Il nuovo servizio 112 per la gestione delle emergenze ha creato disagi a molti di coloro che hanno chiamato per segnalare le tantissime emergenze sorte negli ultimi giorni a causa dei numerosi roghi divampati nell’hinterland catanese. Solo ieri le chiamate hanno superato le 6.500 unità. Una cifra davvero inattesa che ha congestionato il numero unico per le emergenze, ritardando anche la gestione stessa dei soccorsi.
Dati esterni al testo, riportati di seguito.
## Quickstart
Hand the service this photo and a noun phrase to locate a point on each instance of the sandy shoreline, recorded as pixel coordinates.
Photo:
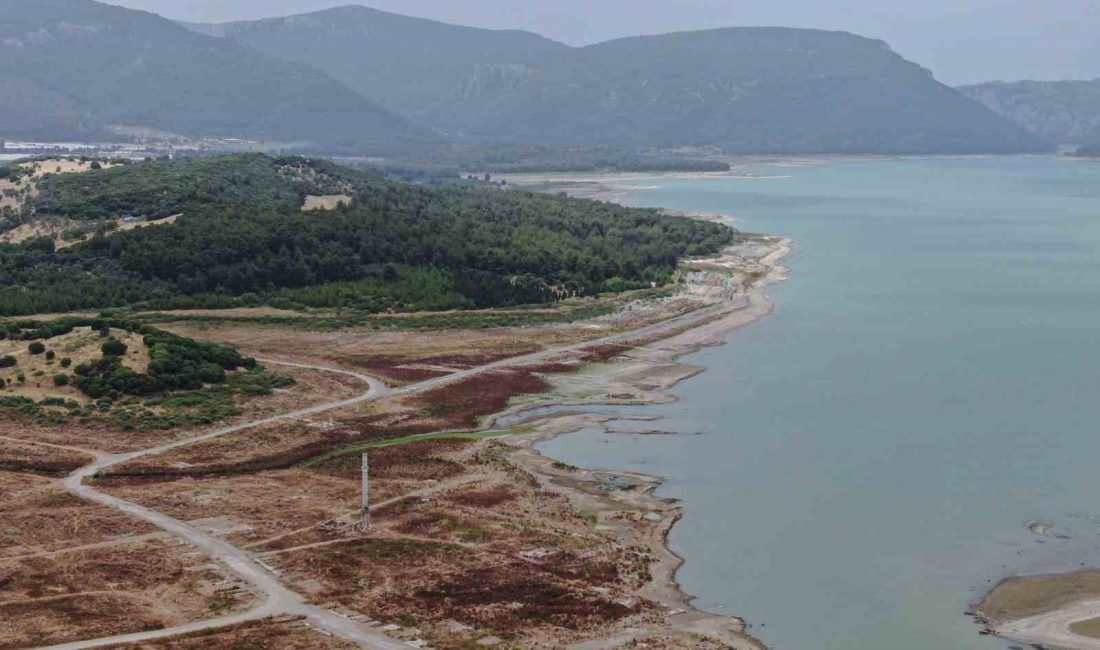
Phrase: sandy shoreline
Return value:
(642, 375)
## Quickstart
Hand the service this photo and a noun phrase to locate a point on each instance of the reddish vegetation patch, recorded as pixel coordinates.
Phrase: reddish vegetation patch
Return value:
(24, 456)
(464, 403)
(435, 582)
(392, 370)
(396, 368)
(36, 514)
(72, 618)
(553, 367)
(509, 596)
(605, 352)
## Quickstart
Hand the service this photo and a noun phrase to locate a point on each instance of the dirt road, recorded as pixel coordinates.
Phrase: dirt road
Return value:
(278, 599)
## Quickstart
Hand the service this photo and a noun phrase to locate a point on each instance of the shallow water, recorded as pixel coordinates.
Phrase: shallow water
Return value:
(871, 454)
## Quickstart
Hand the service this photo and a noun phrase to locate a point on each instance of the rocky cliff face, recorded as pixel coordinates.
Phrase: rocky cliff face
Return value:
(1065, 112)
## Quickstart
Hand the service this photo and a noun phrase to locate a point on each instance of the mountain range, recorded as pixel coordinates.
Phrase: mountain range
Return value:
(359, 80)
(83, 69)
(1065, 112)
Veementi le proteste degli utenti che hanno segnalato il tardivo arrivo dei soccorsi dovuti alla lunghe trafile per la segnalazione di un’emergenza. In tanti hanno evidenziato il fatto di essere stati rimbalzati dal centralino agli altri numeri di emergenza con un ritardo notevole (anche di oltre 45 minuti). Intoppi che hanno fatto si che piccoli roghi sono diventati incendi vasti, creando disagi che si sarebbero potuti evitare con un coordinamento più razionale delle risorse e un migliore funzionamento dei servizi di gestione delle emergenze.

Anzichè filtrare le chiamate, il 112 si è rivelato un vero boomerang che ha compromesso la solerzia degli interventi dei soccorsi con le ovvie conseguenze di ritardi di ore. Dura la presa di posizione di Carmelo Barbagallo (rappresentante provinciale del sindacato Usb dei Vigili del Fuoco) che ha lamentato i disagi creati dal nuovo numero unico per le emergenze: ‘Si è introdotto un passaggio in più nella gestione delle telefonate che può far perdere secondi preziosi per salvare vite umane. Il servizio è stato attivato nel periodo più critico dell’anno nel quale non ci si può permettere di sbagliare. La colpa – prosegue Barbagallo nel suo intervento a Meridionews – è di chi ha organizzato il servizio del 112 senza pensare a preparare e formare questi operatori’.